The Metrics Collector exposes aggregated metrics under the HTTP endpoint /collector/metrics in JSON format. The Data Flow server accesses this endpoint in two distinct ways. The first is by exposing a /metrics/streams HTTP endpoint that acts as a proxy to the Metrics Collector endpoint. This is accessed by the UI when overlaying message rates on the Flo diagrams for each stream. It is also accessed to enrich the Data Flow /runtime/apps endpoint that is exposed in the UI via the Runtime tab and in the shell through the runtime apps command with message rates.

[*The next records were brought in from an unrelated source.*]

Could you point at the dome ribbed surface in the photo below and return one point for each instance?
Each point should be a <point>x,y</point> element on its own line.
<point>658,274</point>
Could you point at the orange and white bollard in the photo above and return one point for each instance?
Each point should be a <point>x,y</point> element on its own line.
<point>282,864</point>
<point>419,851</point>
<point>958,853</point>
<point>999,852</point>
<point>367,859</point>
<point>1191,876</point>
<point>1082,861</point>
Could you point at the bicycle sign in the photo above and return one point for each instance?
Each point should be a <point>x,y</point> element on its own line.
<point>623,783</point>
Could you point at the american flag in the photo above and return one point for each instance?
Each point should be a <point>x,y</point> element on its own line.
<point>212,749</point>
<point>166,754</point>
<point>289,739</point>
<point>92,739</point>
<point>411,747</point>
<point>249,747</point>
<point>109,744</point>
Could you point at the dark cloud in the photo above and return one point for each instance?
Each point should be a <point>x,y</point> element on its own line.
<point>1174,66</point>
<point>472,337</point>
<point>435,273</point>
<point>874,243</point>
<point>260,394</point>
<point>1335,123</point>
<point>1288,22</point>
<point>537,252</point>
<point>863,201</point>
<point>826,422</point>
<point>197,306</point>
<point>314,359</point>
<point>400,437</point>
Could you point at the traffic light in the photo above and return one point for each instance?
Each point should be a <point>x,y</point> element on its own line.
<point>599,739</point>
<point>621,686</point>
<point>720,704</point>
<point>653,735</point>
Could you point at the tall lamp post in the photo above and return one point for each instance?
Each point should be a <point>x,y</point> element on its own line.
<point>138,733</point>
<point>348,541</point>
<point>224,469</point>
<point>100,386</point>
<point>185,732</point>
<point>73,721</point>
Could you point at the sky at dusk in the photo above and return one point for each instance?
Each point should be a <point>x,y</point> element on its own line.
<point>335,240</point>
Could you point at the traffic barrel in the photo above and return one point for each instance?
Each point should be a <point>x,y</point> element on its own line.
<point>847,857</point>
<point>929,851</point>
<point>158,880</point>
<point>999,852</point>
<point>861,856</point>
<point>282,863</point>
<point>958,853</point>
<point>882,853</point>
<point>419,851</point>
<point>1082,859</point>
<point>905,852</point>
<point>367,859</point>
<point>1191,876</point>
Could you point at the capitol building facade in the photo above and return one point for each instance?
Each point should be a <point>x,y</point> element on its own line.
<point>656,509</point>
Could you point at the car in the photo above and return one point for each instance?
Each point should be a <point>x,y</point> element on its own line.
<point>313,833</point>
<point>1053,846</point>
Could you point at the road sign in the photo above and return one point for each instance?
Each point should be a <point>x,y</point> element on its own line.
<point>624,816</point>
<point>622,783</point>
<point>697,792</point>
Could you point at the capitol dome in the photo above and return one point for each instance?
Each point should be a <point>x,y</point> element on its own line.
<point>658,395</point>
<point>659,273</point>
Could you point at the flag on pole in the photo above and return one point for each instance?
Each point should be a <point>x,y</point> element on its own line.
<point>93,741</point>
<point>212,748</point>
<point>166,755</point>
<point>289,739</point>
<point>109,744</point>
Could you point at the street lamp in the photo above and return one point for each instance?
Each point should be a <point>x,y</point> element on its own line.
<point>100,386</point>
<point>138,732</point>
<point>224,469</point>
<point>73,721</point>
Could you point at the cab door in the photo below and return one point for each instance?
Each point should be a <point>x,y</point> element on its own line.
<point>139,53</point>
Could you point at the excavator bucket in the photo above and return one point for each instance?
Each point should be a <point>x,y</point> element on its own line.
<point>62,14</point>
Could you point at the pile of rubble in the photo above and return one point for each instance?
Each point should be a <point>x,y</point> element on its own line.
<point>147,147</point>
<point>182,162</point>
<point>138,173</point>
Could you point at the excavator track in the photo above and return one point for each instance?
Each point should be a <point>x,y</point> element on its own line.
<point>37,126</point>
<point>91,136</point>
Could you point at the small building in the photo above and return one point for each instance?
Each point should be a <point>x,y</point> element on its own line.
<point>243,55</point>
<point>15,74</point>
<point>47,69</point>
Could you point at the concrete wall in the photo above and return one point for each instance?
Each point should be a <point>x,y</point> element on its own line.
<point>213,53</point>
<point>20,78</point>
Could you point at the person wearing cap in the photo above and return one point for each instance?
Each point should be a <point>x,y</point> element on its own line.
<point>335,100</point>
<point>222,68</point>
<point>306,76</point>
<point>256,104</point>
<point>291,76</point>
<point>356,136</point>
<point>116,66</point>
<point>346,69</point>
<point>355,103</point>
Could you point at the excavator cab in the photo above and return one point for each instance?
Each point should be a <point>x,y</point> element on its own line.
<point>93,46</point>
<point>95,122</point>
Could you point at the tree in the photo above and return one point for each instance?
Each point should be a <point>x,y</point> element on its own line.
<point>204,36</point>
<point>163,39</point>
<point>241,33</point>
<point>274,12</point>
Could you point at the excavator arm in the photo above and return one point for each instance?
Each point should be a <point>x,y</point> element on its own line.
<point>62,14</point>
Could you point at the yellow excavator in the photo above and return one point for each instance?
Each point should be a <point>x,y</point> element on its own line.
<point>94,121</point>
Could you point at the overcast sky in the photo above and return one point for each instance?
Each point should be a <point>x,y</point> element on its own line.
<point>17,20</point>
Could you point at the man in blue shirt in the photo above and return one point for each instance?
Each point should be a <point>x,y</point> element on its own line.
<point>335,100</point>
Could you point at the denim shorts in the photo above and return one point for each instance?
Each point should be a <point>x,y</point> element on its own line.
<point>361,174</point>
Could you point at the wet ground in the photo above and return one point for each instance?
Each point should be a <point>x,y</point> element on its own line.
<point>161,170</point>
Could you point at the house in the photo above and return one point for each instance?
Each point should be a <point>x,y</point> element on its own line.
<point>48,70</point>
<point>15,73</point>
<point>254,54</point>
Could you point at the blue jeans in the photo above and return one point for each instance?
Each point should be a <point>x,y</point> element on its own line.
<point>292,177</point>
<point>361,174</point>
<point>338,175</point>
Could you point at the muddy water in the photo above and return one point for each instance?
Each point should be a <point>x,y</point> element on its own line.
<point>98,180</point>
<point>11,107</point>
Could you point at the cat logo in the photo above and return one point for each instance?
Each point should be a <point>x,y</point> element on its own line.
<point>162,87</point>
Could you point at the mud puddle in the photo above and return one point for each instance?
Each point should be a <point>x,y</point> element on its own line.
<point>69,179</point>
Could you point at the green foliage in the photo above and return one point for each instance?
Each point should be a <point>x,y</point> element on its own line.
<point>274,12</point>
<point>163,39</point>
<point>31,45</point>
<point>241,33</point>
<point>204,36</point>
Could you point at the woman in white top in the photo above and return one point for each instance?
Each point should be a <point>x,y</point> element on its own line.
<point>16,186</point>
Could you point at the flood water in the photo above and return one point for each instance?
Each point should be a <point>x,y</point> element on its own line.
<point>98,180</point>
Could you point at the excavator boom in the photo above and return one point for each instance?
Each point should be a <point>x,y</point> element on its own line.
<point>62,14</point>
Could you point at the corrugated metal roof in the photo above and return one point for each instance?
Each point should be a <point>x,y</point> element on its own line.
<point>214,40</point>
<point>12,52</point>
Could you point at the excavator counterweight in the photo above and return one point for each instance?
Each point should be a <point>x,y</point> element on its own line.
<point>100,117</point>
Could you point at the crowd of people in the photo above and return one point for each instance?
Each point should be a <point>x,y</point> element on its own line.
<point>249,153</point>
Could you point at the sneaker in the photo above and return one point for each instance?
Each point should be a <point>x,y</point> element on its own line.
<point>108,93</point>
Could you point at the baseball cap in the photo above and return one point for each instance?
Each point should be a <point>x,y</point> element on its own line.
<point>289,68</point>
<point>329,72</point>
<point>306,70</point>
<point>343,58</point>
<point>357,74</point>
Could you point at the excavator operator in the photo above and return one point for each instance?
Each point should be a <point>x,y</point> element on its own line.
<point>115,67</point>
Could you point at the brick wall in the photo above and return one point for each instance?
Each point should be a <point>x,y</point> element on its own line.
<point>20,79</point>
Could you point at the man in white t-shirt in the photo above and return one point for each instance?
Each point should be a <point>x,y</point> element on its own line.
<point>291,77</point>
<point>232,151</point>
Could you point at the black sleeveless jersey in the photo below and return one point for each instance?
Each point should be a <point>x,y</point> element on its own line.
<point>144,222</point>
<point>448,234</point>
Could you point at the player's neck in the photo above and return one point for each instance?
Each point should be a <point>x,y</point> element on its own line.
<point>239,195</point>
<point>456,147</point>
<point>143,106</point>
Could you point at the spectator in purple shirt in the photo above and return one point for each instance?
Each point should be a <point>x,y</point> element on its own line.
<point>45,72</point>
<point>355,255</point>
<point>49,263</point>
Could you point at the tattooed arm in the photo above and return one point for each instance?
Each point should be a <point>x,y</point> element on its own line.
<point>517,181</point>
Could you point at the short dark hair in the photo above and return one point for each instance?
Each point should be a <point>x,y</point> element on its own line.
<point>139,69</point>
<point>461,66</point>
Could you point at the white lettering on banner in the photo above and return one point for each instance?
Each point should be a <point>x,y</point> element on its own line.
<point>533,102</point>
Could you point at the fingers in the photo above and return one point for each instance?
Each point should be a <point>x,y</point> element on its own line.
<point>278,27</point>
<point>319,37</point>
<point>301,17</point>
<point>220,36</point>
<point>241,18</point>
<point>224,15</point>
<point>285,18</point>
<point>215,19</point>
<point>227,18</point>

Figure 24.3. Stream Message Rates

Stream Message Rates

By default, Data Flow will set the property

spring.cloud.stream.metrics.properties=spring.application.name,spring.application.index,spring.cloud.application.*,spring.cloud.dataflow.*

Which is the set of application properties values needed to perform aggregation. It will also set the property

spring.metrics.export.triggers.application.includes=integration**`

since Data Flow will only display instantaneous input and output channel message rates. By default, all metric values in the /metric endpoint are sent so restricting it reduces the size of the message payload without impacting the functionality. Data Flow also exposes a guid property when displaying metric data which is used track back to the specific application instance that generated the metric. The guid value is platform dependent.

Note that you can override these defaults by setting then as you would any application property value.

Data Flow will not provide it’s own implementation to store and visualize historical metrics data. We will integrate with existing ALM system by providing an Exporter application that consumes messages from the same destination as the Metrics Collector and writes them to an existing ALM system. Which specific ALM system we will support is driven by user demand. However, to serve as an example, we will develop an Elastic Search exporter with a Grafana front end since it is open source.

24.3 Log and DataDog MetricWriter

If you prefer to have deployed applications bypass the centralized collection of metrics via the Metrics Collector, you can use the MetricWriters in Spring Cloud Data Flow Metrics and Spring Cloud Data Flow Metrics Datadog Metrics.

The Data Flow Metrics project provides the foundation for exporting Spring Boot metrics via MetricWriters. It provides Spring Boots AutoConfiguration to setup the writing process and common functionality such as defining a metric name prefix appropriate for your environement. For example, you may want to includes the region where the application is running in addition to the application’s name and stream/task to which it belongs. It also includes a LogMetricWriter so that metrics can be stored into the log file. While very simple in approach, log files are often ingested into application monitoring tools (such as Splunk) where they can be further processed to create dashboards of an application’s performance.

To make use of this functionality, you will need to add additional dependencies into your Stream and Task applications. To customize the "out of the box" Task and Stream applications you can use the Data Flow Initializr to generate a project and then add to the generated Maven pom file the MetricWriter implementation you want to use. The documentation on the Data Flow Metrics project pages provides the additional information you need to get started.